Na matéria da sua conclusão S) continua a recorrente a pugnar pela condenação do ora recorrido como litigante de má fé, em multa e indemnização que não quantifica, pelo que apenas se pode encontrar em causa a multa, já que a indemnização depende de expresso pedido nesse sentido – cfr. n.º1 do art.º 456.º do CPC – por não poder deixar de ter a consciência de se encontrar a exercer um direito que sabia não lhe poder ser conferido, o que a procedência da impugnação em 1.ª Instância, desde logo, dificilmente, poder conduzir a pretensão do mesmo cuja falta de fundamento não podia ignorar, não sendo assim patente, manifesto, que o mesmo não estivesse convencido que não pudesse obter ganho de causa na presente impugnação, pelo que nesta parte o recurso não pode deixar de improceder, com a manutenção da sentença recorrida nesta parte.

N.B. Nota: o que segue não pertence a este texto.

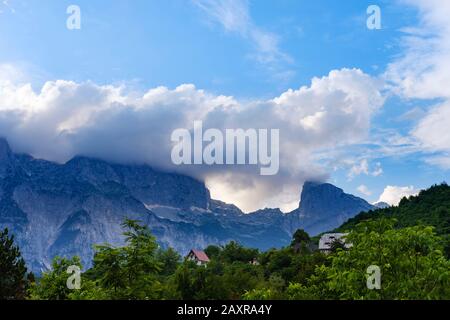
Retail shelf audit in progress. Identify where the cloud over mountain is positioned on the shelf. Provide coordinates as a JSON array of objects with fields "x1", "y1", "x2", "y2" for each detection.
[{"x1": 0, "y1": 65, "x2": 384, "y2": 210}]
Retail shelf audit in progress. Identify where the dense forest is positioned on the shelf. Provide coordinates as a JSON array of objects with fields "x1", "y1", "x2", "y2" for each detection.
[{"x1": 0, "y1": 184, "x2": 450, "y2": 300}]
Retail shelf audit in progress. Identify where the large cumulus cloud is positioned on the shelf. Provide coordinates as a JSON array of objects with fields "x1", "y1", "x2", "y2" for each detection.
[{"x1": 0, "y1": 69, "x2": 384, "y2": 211}]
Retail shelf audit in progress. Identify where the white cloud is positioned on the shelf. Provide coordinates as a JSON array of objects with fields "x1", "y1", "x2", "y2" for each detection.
[
  {"x1": 0, "y1": 69, "x2": 384, "y2": 211},
  {"x1": 348, "y1": 159, "x2": 369, "y2": 179},
  {"x1": 356, "y1": 184, "x2": 372, "y2": 196},
  {"x1": 378, "y1": 186, "x2": 419, "y2": 206},
  {"x1": 386, "y1": 0, "x2": 450, "y2": 167},
  {"x1": 412, "y1": 100, "x2": 450, "y2": 151},
  {"x1": 386, "y1": 0, "x2": 450, "y2": 99},
  {"x1": 347, "y1": 159, "x2": 383, "y2": 180},
  {"x1": 193, "y1": 0, "x2": 293, "y2": 70}
]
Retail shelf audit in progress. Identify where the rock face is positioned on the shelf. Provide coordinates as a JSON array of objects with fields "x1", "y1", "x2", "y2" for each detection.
[
  {"x1": 0, "y1": 139, "x2": 372, "y2": 273},
  {"x1": 293, "y1": 182, "x2": 374, "y2": 235}
]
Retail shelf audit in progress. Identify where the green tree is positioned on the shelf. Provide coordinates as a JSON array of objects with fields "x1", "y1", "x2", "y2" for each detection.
[
  {"x1": 29, "y1": 257, "x2": 83, "y2": 300},
  {"x1": 291, "y1": 229, "x2": 311, "y2": 247},
  {"x1": 91, "y1": 219, "x2": 163, "y2": 300},
  {"x1": 288, "y1": 219, "x2": 450, "y2": 299},
  {"x1": 0, "y1": 229, "x2": 28, "y2": 300}
]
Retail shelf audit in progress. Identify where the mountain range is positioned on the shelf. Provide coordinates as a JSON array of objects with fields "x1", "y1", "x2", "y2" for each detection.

Nestes termos, procede o recurso por aquele fundamento e sendo de revogar a sentença recorrida que em contrário decidiu, com a improcedência da impugnação judicial deduzida, já que esse era o único fundamento por que se pedia a anulação de tais liquidações de juros (ainda que no art.º 29.º da sua petição de impugnação o ora recorrido tenha, também, qualificado tal vício de violação de lei, mas sem invocar quaisquer outra factualidade em ordem a tal subsunção jurídica).


C. DECISÃO.
Nestes termos, acorda-se, em conceder parcial provimento ao recurso e em revogar a sentença recorrida no tocante à procedência da impugnação a qual se julga improcedente, e em mantê-la, no demais.

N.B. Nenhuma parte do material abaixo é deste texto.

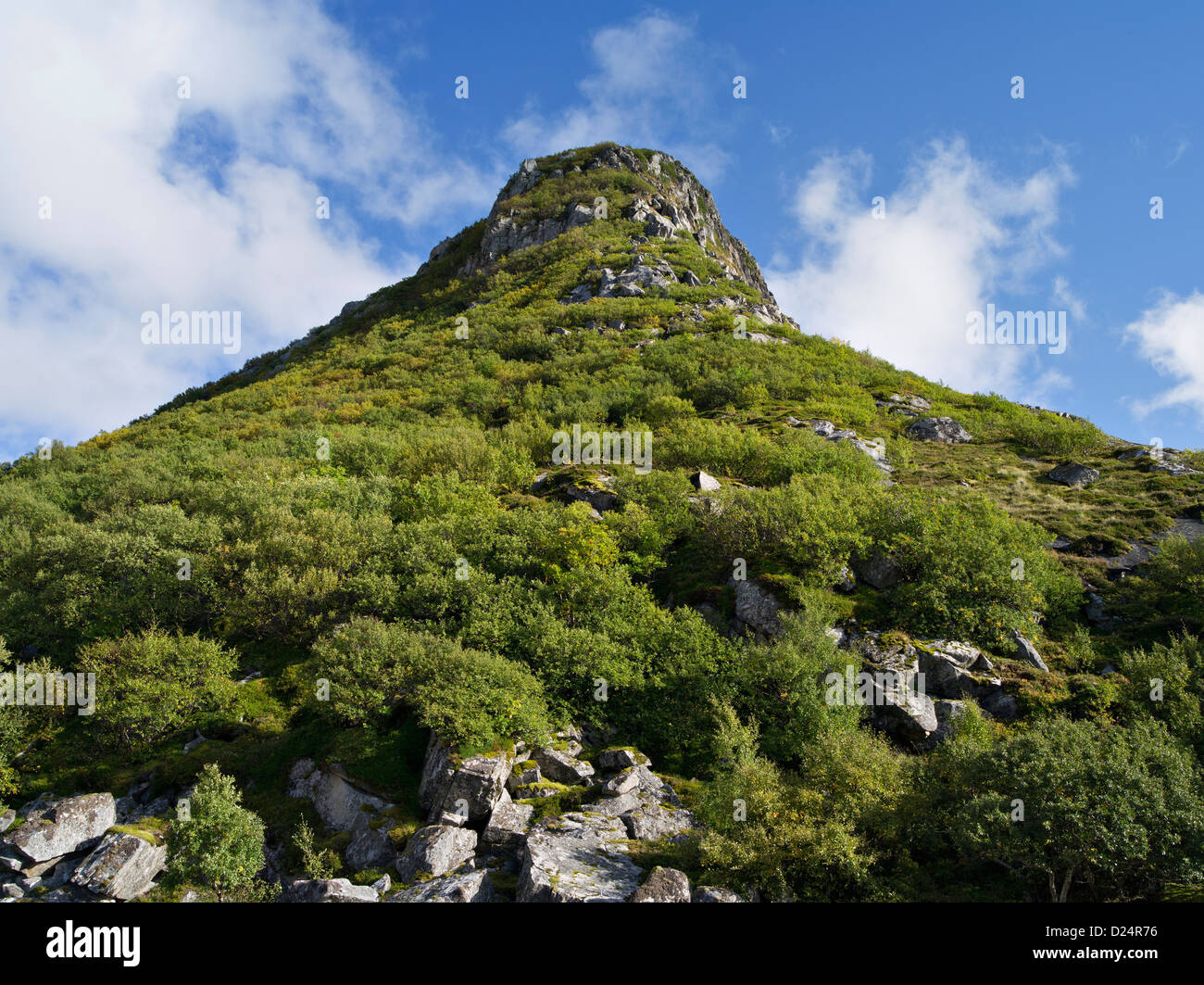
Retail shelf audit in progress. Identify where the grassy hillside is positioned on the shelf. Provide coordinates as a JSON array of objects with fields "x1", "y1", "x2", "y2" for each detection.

Custas do recurso por ambas as partes, fixando-se a taxa de justiça em uma UC quanto à recorrente pela parte em que decaiu, e na 1.ª Instância, as custas são devidas apenas pela impugnante.


Lisboa,05/03/2013

EUGÉNIO SEQUEIRA
JOAQUIM CONDESSO
LUCAS MARTINS




1- O qual teve por Relator, igualmente o do presente.
2- Cfr. neste sentido, entre muitos outros, o acórdão do STA de 3-5-2006, recurso n.º 154/06.
3- Tanto mais que o ora recorrido também havia sido notificado dessas liquidações de IVA, em si, onde tais montantes de IVA lhe haviam sido comunicadas, que constituíam o montante sobre que incidiam os juros calculados, logo também por aqui não pode deixar de ficar ciente donde resultava tal erro dessa fundamentação dos juros calculados, como o mesmo, materialmente, não contesta – cfr. matéria da sua conclusão II. das suas contra-alegações.
4- Cfr. em sentido semelhante o acórdão do STA de 25-9-1996, recurso n.º 20.004
.5 - In Código de Processo Civil, anotado, Vol. V., Reimpressão, Coimbra 1981, pág. 130.
6- Cfr. Mário Esteves de Oliveira, de acordo com as lições proferidas durante o ano lectivo de 1979/80 aos 3.º e 4.º anos da licenciatura em Direito, da Universidade de Lisboa, pág. 521 e segs.